El sistema no le permite al paciente la libre elección de su médico de confianza; al mismo tiempo ese sistema regula el acto médico, esa interacción apoyada en la confianza con que médico y paciente se comunican sin limitaciones. La Ley Cien ha creado, en efecto, un médico que siempre está de prisa y al que no le interesa escuchar a sus pacientes porque para él el tiempo es oro, el paciente no.
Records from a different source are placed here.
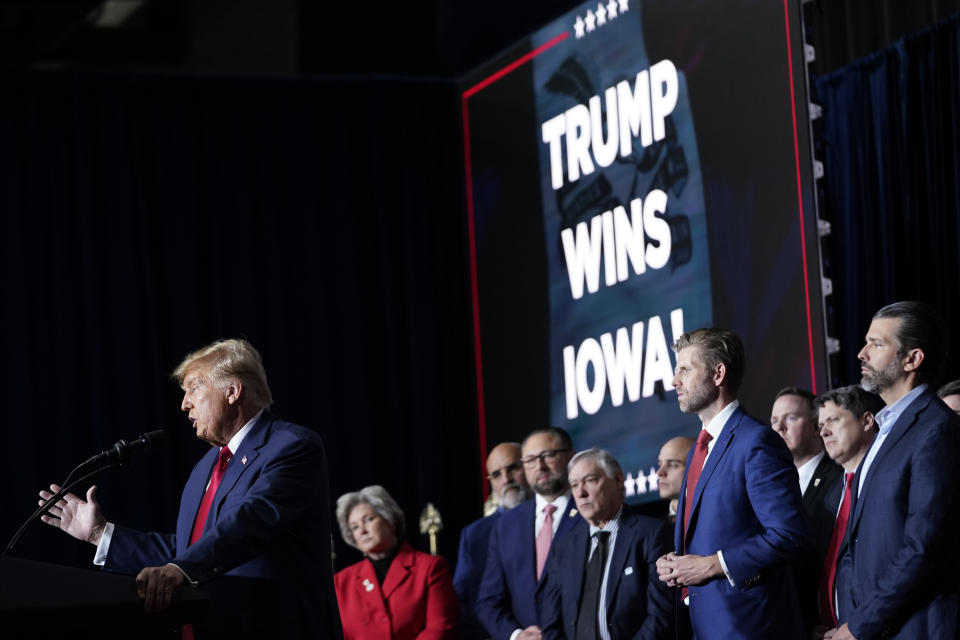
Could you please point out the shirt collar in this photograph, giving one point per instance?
(560, 503)
(238, 437)
(715, 426)
(888, 415)
(611, 525)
Esos médicos, obedientes a la presión de la empresa que ordena reducir los costos; y a su propio interés: cuantos más pacientes atienda, más dinero recibirá; y cuantos menos costos genere, con mayor seguridad recibirá su paga. Encerrados entre la férrea lógica empresarial, los médicos de las EPS, ven la degradación progresiva de su profesión y la pérdida creciente de su credibilidad. VNC

La devaluación del paciente


El paciente ha dejado de ser el centro de la habilidad profesional del médico; porque todo en la práctica médica  gira alrededor de los costos. Esta degradación profesional no fue querida, pero sí propiciada por la Ley Cien. Acogiéndose a un concepto clásico de la medicina que le da a la atención en salud el rango de bien meritorio, o sea que no se le puede negar a nadie, la Ley Cien propuso y obtuvo el acceso de toda la población al bien de la salud, pero escogió el medio equivocado: la conversión de la salud en una gran empresa, y con ello abrió la puerta a perversiones como el negocio de los medicamentos, hoy uno de las puntas afiladas del iceberg del escándalo.
Medicamentos que multiplican su precio, cobros dobles de los medicamentos, campañas para inducir la compra compulsiva de vacunas como la que describió el médico e investigador Germán Velásquez, a propósito de la Ah1N1, convertida en negocio descomunal.
Se suman todos los factores: Ley Cien transformada en empresa, y ejercicio profesional de la medicina degradado por la presión empresarial; concepto del ser humano reducido a medio para un fin; falta de controles y clima de permisividad, han dado por resultado la catástrofe de la salud.
Quedan atrás como asuntos anacrónicos, juramentos como  aquel  que reza: “el médico no tendrá otro objetivo que el bien de los enfermos”, y adquiere acento de profecía la clasificación que hacía Platón de los médicos:  uno es el que atiende a hombres  libres que “parece que no quisiera solo curar al paciente sino educarlo, enseñarle medicina y convertirlo en médico”. El otro es el médico de esclavos: “no habla con el paciente, no explica nada porque toma al paciente como un medio para curar, como una simple rutina”.